Он садится и выводит корявые буквы, складывает в слова, что, мол, здесь, в тылу, живется хорошо и папке волноваться не о чем. Но жилось им, по правде говоря, с каждым днем труднее и труднее. Мачеха работала как многожильная, в две смены. Уходила чуть свет и возвращалась после заката. Сначала усталость свою скрывала, но потом не смогла, прямо с ног валилась или засыпала на ходу.
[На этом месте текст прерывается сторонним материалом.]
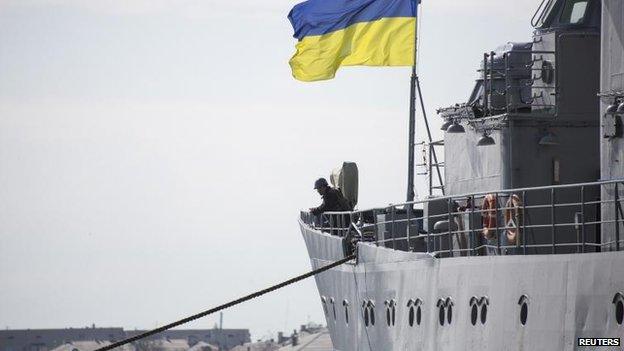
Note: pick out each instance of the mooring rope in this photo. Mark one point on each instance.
(226, 305)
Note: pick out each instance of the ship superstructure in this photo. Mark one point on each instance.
(523, 250)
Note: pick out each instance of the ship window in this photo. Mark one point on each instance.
(574, 11)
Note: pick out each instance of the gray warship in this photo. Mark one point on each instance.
(520, 248)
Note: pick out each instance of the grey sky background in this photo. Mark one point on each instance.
(154, 154)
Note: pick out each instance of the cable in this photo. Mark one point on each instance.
(226, 305)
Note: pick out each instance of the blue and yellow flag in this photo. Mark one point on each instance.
(334, 33)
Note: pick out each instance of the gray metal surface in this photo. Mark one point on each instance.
(569, 296)
(612, 81)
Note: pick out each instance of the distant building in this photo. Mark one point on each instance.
(89, 346)
(258, 346)
(172, 340)
(48, 339)
(310, 337)
(224, 338)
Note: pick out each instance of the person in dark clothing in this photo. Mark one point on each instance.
(333, 201)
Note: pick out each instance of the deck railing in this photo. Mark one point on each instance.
(539, 220)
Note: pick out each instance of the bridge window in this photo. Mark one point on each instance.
(574, 11)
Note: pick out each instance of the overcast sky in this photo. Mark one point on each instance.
(154, 154)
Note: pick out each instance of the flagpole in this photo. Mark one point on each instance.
(412, 118)
(415, 85)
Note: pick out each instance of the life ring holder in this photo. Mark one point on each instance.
(488, 216)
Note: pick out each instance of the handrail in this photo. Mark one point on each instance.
(562, 216)
(483, 193)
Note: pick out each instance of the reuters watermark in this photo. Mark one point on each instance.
(598, 342)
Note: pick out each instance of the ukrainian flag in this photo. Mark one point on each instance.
(334, 33)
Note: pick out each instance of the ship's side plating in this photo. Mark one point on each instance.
(558, 293)
(558, 123)
(612, 93)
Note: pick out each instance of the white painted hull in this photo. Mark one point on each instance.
(570, 296)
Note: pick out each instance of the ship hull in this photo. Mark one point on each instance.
(564, 297)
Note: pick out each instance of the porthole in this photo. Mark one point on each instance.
(474, 314)
(524, 309)
(618, 302)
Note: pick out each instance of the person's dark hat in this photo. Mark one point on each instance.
(320, 183)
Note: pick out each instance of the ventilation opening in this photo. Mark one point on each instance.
(474, 314)
(372, 316)
(524, 313)
(442, 314)
(483, 314)
(418, 315)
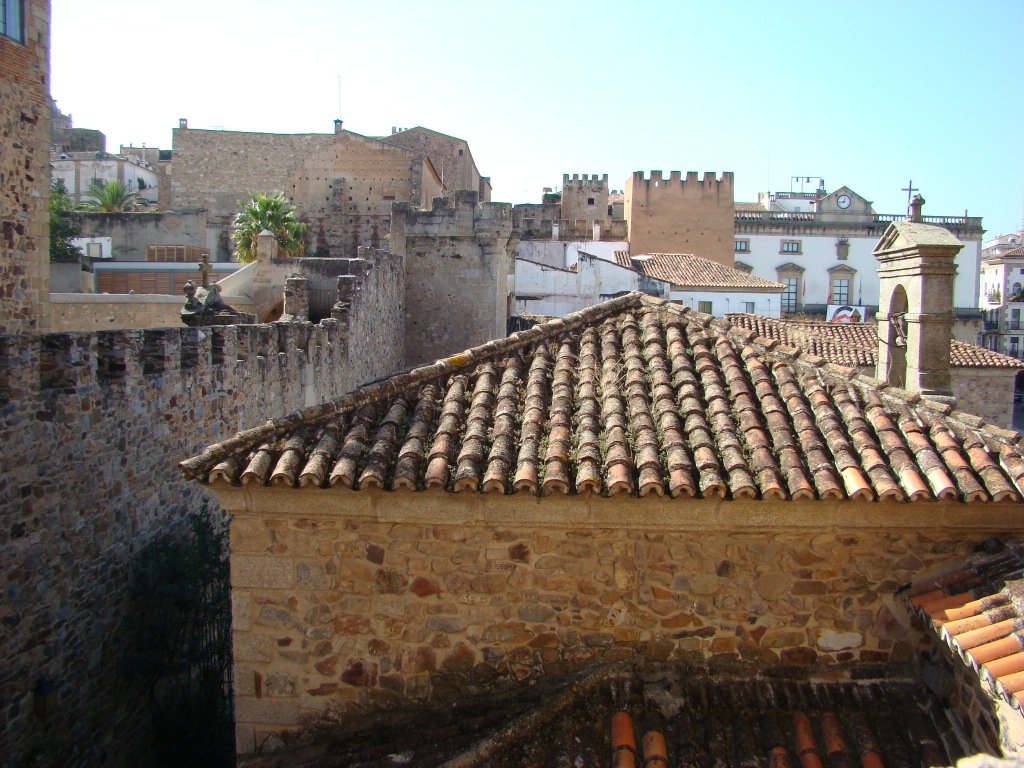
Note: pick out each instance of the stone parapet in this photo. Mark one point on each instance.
(91, 424)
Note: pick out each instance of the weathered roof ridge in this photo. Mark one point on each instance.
(734, 414)
(401, 382)
(807, 361)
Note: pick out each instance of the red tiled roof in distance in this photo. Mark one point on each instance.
(856, 344)
(635, 396)
(693, 271)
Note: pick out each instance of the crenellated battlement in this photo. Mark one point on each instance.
(675, 182)
(677, 214)
(594, 181)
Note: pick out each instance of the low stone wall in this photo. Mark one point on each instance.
(347, 602)
(71, 311)
(92, 425)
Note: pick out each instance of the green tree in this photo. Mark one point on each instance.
(272, 213)
(62, 227)
(111, 197)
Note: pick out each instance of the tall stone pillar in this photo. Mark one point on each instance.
(296, 298)
(916, 268)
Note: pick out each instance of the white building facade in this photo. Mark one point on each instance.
(820, 247)
(1001, 300)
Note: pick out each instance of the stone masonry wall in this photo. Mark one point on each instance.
(342, 184)
(457, 265)
(987, 392)
(335, 614)
(82, 311)
(131, 232)
(25, 136)
(92, 425)
(681, 215)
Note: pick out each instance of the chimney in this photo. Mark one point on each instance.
(916, 267)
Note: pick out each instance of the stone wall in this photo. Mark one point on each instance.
(450, 156)
(389, 600)
(131, 232)
(577, 195)
(457, 265)
(92, 424)
(681, 215)
(25, 138)
(342, 184)
(987, 392)
(82, 311)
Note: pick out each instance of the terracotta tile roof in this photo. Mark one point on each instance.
(698, 720)
(856, 344)
(978, 611)
(633, 396)
(693, 271)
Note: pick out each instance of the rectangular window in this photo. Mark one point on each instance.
(790, 294)
(841, 291)
(10, 19)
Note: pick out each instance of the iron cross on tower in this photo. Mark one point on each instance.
(909, 189)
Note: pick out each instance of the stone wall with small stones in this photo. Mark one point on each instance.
(25, 174)
(92, 426)
(987, 392)
(338, 614)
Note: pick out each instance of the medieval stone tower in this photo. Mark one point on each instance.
(915, 301)
(457, 261)
(585, 199)
(678, 215)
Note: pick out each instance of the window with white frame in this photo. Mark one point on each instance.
(791, 294)
(11, 19)
(841, 290)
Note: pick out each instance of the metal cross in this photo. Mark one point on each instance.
(909, 189)
(204, 270)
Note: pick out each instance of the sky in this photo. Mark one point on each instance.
(864, 93)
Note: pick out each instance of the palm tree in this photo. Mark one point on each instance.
(111, 197)
(272, 213)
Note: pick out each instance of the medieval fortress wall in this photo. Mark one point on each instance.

— Ух ты, батюшки мои, да не уж это я вздремнула, — улыбнется виновато она, если нечаянно наткнется на какую-то утварь и та вдруг с грохотом упадет. Завод выпускал особые кирпичи для кладки каких-то печей на оборонных объектах. Мачеха рассказывала об этом серьезно и под большим секретом. Душевую на кирпичном давно убрали и приспособили под складской участок. По вечерам мачеха мылась дома в корыте, в котором обычно купала Вовчика. Раздевалась совсем догола и просила Фаткула спину помыть. Кожа у мачехи такая белая и нежная, что Фаткул каждый раз боялся поцарапать ее грубой мочалкой. Мыло выдавали на карточки, но так мало, что на одного Вовчика едва хватало. Поэтому больше натирались травами, какие мачеха распознавала и собирала недалеко от кирпичного завода.

Фаткул во всем помогал ей.

— Смиренное тебе спасибушко, сынок, — благодарно говорила она. — Истинная опора моя в доме родимом…

Вовчика рабочком с кирпичного устроил в ясли, и теперь каждый день Фаткул отводил его туда, а вечером забирал.

Эвакуированных к ним поселить не успели. Неожиданно занемогла мачеха, и в сельсовете не дали разрешения на постояльцев. С больным человеком при двух детях в доме не до квартирантов. Мачеха жаловалась на недуг во всем теле. От ломоты и боли в руках, ногах, пояснице стала много плакать, по ночам не спала и стонала. Врач сказал, что у нее какой-то артрит, или ревматизм, и надо долго болезнь лечить. Фаткул стал делать ей разные примочки на травах и народных средствах, прикладывал белую тряпицу с мочой Вовчика, к ночи втирал скипидар. Мачеха терпела и благодарно улыбалась, боли на время отпускали, и она отдыхала, боясь пошевелить рукой. Ей выписали больничный лист, и на кирпичный она уже не ходила. Фаткул попросился вместо нее на работу. Мачеха слабым движением притянула его голову, несколько раз поцеловала в лоб, всплакнула и наотрез отказала. День ото дня ей становилось совсем худо и нестерпимо больно, она почти перестала шевелиться. Кожа покраснела и задрябла, на суставах стянулась, и было опасно дотрагиваться, чтобы не причинить новой боли. Приходили фельдшерица и три человека из сельсоветской комиссии, решили поместить мачеху в больницу. Она была готова чуть ли не отбиваться, лишь бы туда не ложиться, но сил никаких у нее не стало. Приехали, забрали ее и увезли в больницу.